We’ve looked at the number of entrepreneurs who aren’t prepared for the day they can no longer run their business. We’ve looked at why it’s so important to be prepared. Now it’s time to help.
Business succession planning model
What can small business owners do to guarantee they have enough to retire? With years of experience as Toronto Chartered Accountants advising small business, here are the top five strategies we recommend you choose from:
- Maximize profits while running the business. For business succession planning in Canada, the goal is to have enough capital accumulated both inside and outside RRSPs to fund retirement, and then close the business.
- Retain ownership of the business throughout retirement. It’s a good idea to play an increasingly passive role in day-to-day operations, while living off the dividends generated.
- Transfer the business to the next generation.
- Sell to an insider, like a partner or key employee(s).
- Sell the business to a third party.
Each of these five retirement strategies has its own pros and cons. Let’s look at some of the issues that come with each succession planning model:
- Maximizing profits: In order to maximize profits for the long term, you usually need more time and a lot more personal discipline. It takes a lot to put aside enough capital as it comes in each year to have enough to retire. On the plus side, the end result is totally within the business owner’s control.
- Retaining ownership: If you still own your business in retirement, you need to foster enough management talent to allow you to phase out slowly, while maintaining enough profitability to fund your retirement. It’s a much riskier strategy as the profitability of the business can suffer without the owner’s involvement. There’s also a risk new managers decide to start their own business and leave.
- Transferring your business: If you transfer your business within the family, you obviously need children who not only want to work in the business, but are capable enough to keep it profitable. You also need an appropriate transition plan. Usually families want to treat children equally. If some work in the business while others don’t, estate tax planning becomes more complicated.
- Selling to an insider: If you sell to an insider, you also need well-trained people who can run the business after the owner is gone. On the positive side, those insiders already know the business well and are likely willing to pay a premium price because of their intimate knowledge of the opportunities.On the other hand, they often don’t have enough capital to fund the owner’s withdrawal. That means the owner funds the acquisition. Then you’re asking for retirement payments out of future profits…which involves a gamble because there’s a chance the business doesn’t succeed.
- Sell to a third-party: Selling to a third-party is the most common strategy. It requires the most planning and the longest time frame. You need the right team to help, including strong management, legal counsel, chartered accountants, a business valuator and a financial advisor. The biggest advantage is the owner usually gets a big chunk of cash when they close, which reduces risk.

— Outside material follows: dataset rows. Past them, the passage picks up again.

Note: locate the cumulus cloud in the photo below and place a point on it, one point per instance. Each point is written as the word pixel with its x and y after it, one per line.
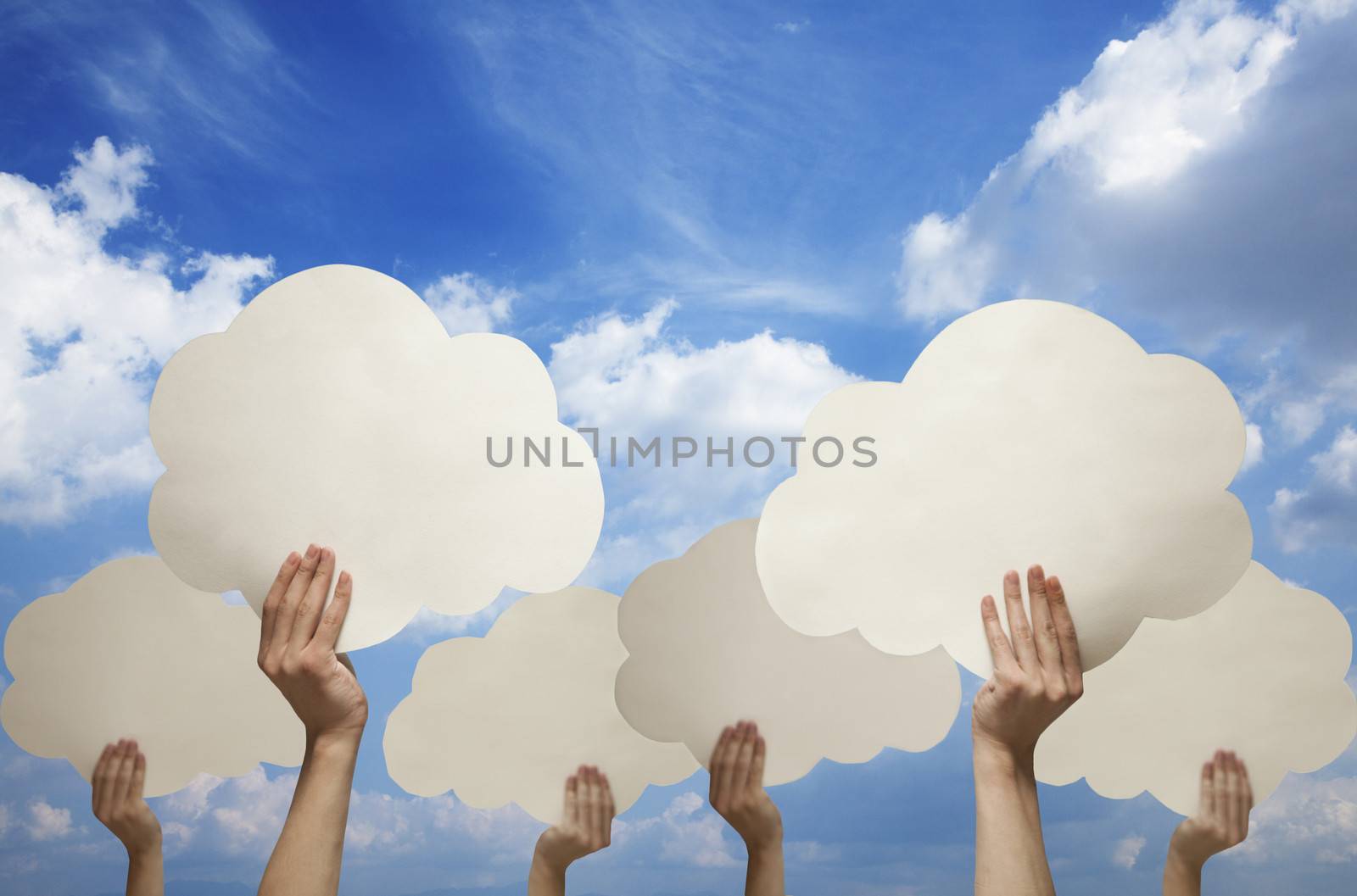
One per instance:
pixel 92 663
pixel 468 303
pixel 1259 672
pixel 540 705
pixel 634 377
pixel 1025 432
pixel 706 649
pixel 1201 175
pixel 1326 510
pixel 83 330
pixel 337 409
pixel 1128 850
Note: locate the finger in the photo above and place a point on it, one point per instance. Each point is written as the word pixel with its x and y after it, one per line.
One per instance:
pixel 570 814
pixel 1231 801
pixel 1067 636
pixel 1207 799
pixel 1218 785
pixel 98 780
pixel 746 758
pixel 760 755
pixel 610 811
pixel 314 601
pixel 1001 651
pixel 1044 626
pixel 292 599
pixel 327 633
pixel 1018 626
pixel 718 755
pixel 275 597
pixel 139 777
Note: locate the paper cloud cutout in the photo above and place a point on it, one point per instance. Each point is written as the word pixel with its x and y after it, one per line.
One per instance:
pixel 509 716
pixel 1026 431
pixel 706 649
pixel 132 651
pixel 337 409
pixel 1259 672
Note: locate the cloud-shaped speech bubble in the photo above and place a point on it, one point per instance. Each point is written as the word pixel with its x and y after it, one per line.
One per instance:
pixel 337 409
pixel 1026 431
pixel 508 717
pixel 706 649
pixel 129 651
pixel 1259 672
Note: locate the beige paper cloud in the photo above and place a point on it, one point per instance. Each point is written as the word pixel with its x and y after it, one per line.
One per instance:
pixel 706 649
pixel 337 409
pixel 509 716
pixel 129 651
pixel 1026 431
pixel 1259 672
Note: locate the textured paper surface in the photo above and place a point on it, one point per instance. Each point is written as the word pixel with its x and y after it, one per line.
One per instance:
pixel 511 716
pixel 706 649
pixel 336 409
pixel 1025 432
pixel 129 651
pixel 1259 672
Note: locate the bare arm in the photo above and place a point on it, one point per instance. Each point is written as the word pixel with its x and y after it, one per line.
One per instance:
pixel 296 652
pixel 1037 676
pixel 119 782
pixel 1220 823
pixel 585 827
pixel 739 796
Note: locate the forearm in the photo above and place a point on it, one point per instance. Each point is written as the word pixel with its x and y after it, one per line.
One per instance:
pixel 1182 876
pixel 305 861
pixel 1010 850
pixel 766 876
pixel 147 873
pixel 546 877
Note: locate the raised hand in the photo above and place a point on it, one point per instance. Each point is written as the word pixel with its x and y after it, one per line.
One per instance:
pixel 119 780
pixel 1220 823
pixel 585 827
pixel 1037 676
pixel 1037 670
pixel 739 796
pixel 298 645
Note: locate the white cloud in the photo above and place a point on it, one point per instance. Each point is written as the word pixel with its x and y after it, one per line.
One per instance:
pixel 1198 175
pixel 1128 850
pixel 1326 509
pixel 83 331
pixel 633 377
pixel 468 303
pixel 47 821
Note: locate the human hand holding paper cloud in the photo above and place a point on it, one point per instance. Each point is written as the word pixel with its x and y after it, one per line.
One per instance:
pixel 1038 676
pixel 1220 823
pixel 585 827
pixel 739 796
pixel 120 777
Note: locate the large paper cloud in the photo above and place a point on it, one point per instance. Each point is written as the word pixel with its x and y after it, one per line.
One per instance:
pixel 509 716
pixel 1261 672
pixel 1025 432
pixel 706 649
pixel 337 409
pixel 129 651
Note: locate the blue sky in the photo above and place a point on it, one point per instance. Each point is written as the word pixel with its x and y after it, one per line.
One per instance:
pixel 694 194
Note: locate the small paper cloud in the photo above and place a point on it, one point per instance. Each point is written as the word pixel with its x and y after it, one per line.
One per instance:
pixel 706 649
pixel 337 409
pixel 509 716
pixel 129 651
pixel 1025 432
pixel 1259 672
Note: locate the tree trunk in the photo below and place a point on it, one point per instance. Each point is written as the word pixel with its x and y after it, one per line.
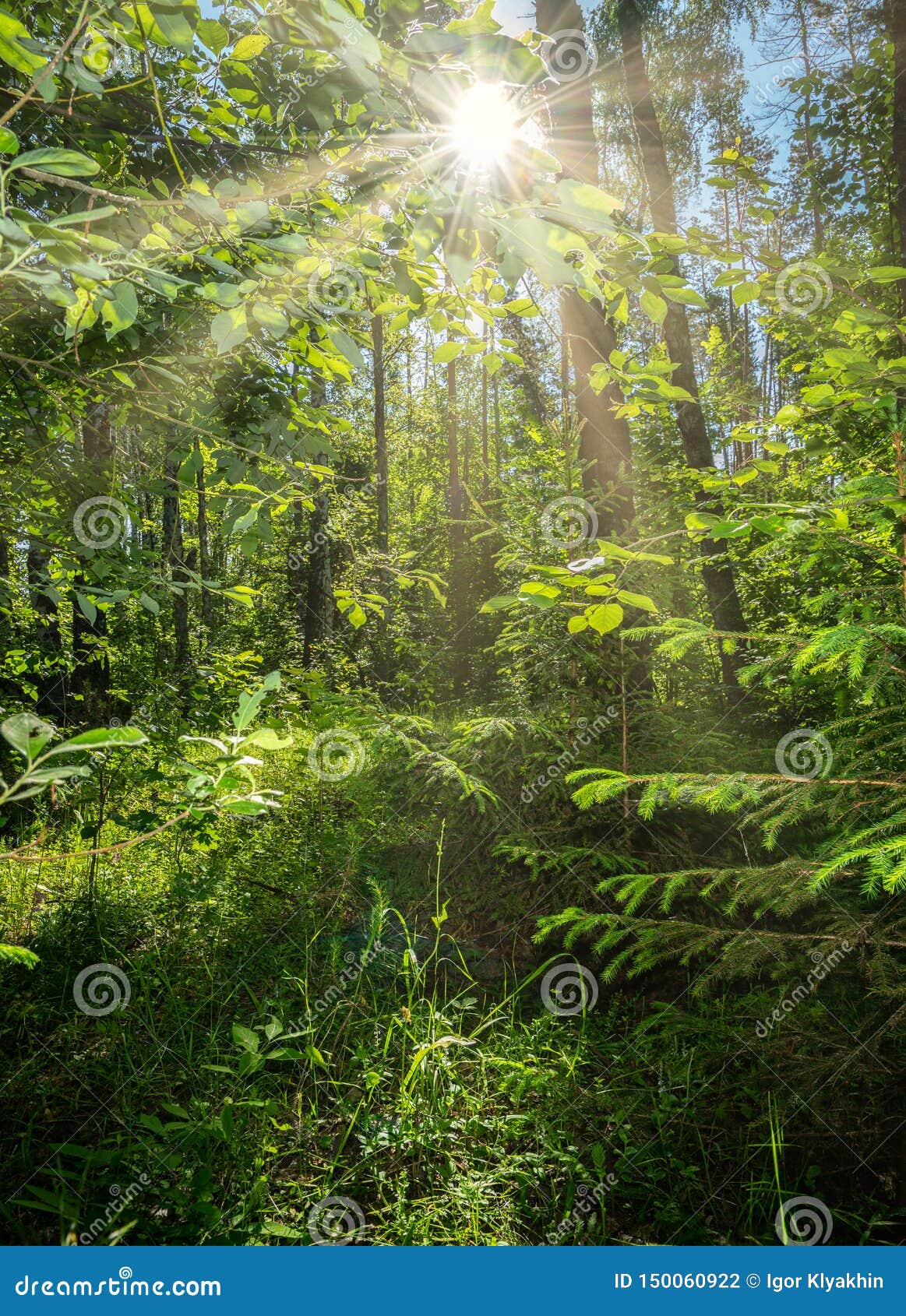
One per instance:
pixel 382 494
pixel 605 444
pixel 719 583
pixel 204 544
pixel 894 12
pixel 91 673
pixel 319 595
pixel 175 561
pixel 457 530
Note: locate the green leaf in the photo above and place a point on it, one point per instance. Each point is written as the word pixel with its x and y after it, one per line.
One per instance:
pixel 213 34
pixel 605 616
pixel 229 329
pixel 122 309
pixel 267 738
pixel 446 352
pixel 887 274
pixel 744 293
pixel 59 161
pixel 246 1039
pixel 686 297
pixel 636 600
pixel 19 955
pixel 103 737
pixel 248 48
pixel 654 307
pixel 26 734
pixel 12 51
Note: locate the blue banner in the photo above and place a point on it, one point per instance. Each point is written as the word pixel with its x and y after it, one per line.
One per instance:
pixel 455 1281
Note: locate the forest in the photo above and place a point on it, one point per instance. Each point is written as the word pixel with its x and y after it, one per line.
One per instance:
pixel 453 612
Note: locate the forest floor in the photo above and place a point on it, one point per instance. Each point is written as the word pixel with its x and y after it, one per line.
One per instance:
pixel 301 1026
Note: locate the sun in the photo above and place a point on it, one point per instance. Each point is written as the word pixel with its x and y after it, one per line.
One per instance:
pixel 485 128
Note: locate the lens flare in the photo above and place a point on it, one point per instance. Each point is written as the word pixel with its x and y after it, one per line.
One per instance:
pixel 485 128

There you have it, five succession planning models and lots to think about. While one will be most appropriate for your business, there are several crucial strategies that should be on your business succession planning checklist:
- You need to organize and manage your business to maximize profitability, both to accumulate personal capital and to maximize the ultimate sale price.
- You need an appropriate and effective management team that can operate effectively without your day-to-day involvement.
- You need to start planning for the eventual sale years before it happens.
- You need to perform regular valuations of your business to make sure you’re on the right track to achieve an appropriate amount of money to fund your desired retirement.